This Course Will Give You:
You will master all the essential machine learning skills for streaming data and a distributed environment. The program includes the necessary knowledge from the fields of Data Science and Data Engineering, which will allow you to process big data and write distributed algorithms in Spark.
You will practice each module by doing your homework. At the end of the training, a final project awaits you, which will allow you to summarize all the knowledge gained and replenish your portfolio. It can be performed as part of work tasks on your dataset, or it can be a training project based on data provided by OTUS.
Who is This Course For?
For Machine Learning Professionals or Software Engineers who want to learn how to work with Big Data. Typically, such tasks are available in large IT companies with a large-scale digital product.

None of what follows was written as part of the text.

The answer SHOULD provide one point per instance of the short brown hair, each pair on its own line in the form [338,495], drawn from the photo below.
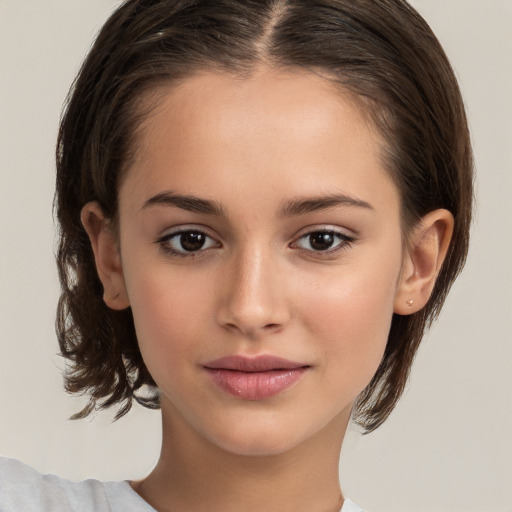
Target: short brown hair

For Data Scientist who want to enhance their skillset with engineering skills. Thanks to the course, you will be able to process data and independently display the results of ML solutions in production.
You Will Learn to:
Use standard ML pipeline tools in a distributed environment;
Develop your own blocks for ML pipelines;
Adapt ML algorithms to a distributed environment and big data tools;
Use Spark, SparkML, Spark Streaming;
Develop algorithms for streaming data preparation for machine learning;
Provide quality control at all stages of the movement of ML-solutions into industrial operation.
Features of the Сourse:
A lot of practice with data
Up-to-date tools and technologies: Scala, Spark, Python, Docker
A wide range of skills from distributed ML and data streaming to production output
Live chat with experts on webinars and Slack chat
Basic programming skills:
control structures, loops, recursion;
basic data structures: arrays, lists, dictionaries, trees;
basic principles of OOP;
acquaintance with one of the languages: Python, Java, Scala, C ++.
linear algebra: vectors, matrices and their products;
matan: derivative of simple and composite functions;
Subtraction methods: gradient descent, Newtonian iterations;
probability theory: random events and quantities, mathematical expectation, variance.
understanding of the basics of computing in the framework of the von Neumann architecture (processor, memory, cache, pluggable storage);
understanding of the general principles of relational DBMS, knowledge of SQL.